Back by popular demand

©Jeffrey E Isaac, PA-C

This venerable technique has generated some interest for marine medical training. The Standards for Training and Watch Keeping (STCW) now being imposed on professional mariners requires competence in intravenous therapy for Level III medical providers, known as the “Person in Charge of Medical Care Aboard Ship” (PIC). This mean that lots of deck officers are going to be cannulating plastic veins in latex arms to learn how to start IV’s. A few lucky ones will have the opportunity to practice this skill on the real thing. Few of them will really become skilled enough to perform reliably on a sick and dehydrated patient. It takes lots of practice.

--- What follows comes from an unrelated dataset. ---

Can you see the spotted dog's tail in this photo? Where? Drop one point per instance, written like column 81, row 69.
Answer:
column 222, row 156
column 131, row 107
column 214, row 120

Hypodermoclysis might be a more appropriate technique for the casual user. Fluid is simply infused into the spaces under the skin from where it is absorbed into the circulatory system. Cannulating a vein is not required. The needle is simply inserted under the skin on the back, chest, abdomen, or thighs. There is much less risk of blood clots, infection, and phlebitis. It can be left in place for days, if necessary. The same fluid bags and tubing are used as with IV therapy. Hypodermoclysis may be a good back-up technique for cases where IV therapy is not possible.

Infusion rates are much slower than with IV therapy, but up to 3 liters of fluid can be given over 24 hours. This is adequate for most cases of sea sickness or dehydration from other illness. It can also be bolused (inject a larger quantity all at once) at 60 – 100 cc at a time if a line cannot be maintained.

Ashore, the technique is often taught to unskilled care givers responsible for elderly or ill patients that are managed at home. The other major users of hypodermoclysis are veterinarians. Their patients do not often tolerate IV therapy. The vets bolus the cat or dog with Normal Saline or other fluid in several sites. The critter is then free to go while the fluid is absorbed over time.

It is not surprising that techniques and equipment used in home health care and veterinary medicine are often more appropriate for the marine world than those used in the emergency room. Hospitals are notoriously flat, well-lit, dry, warm, immobile, and filled with medical professionals. What offshore cruising boat looks like that?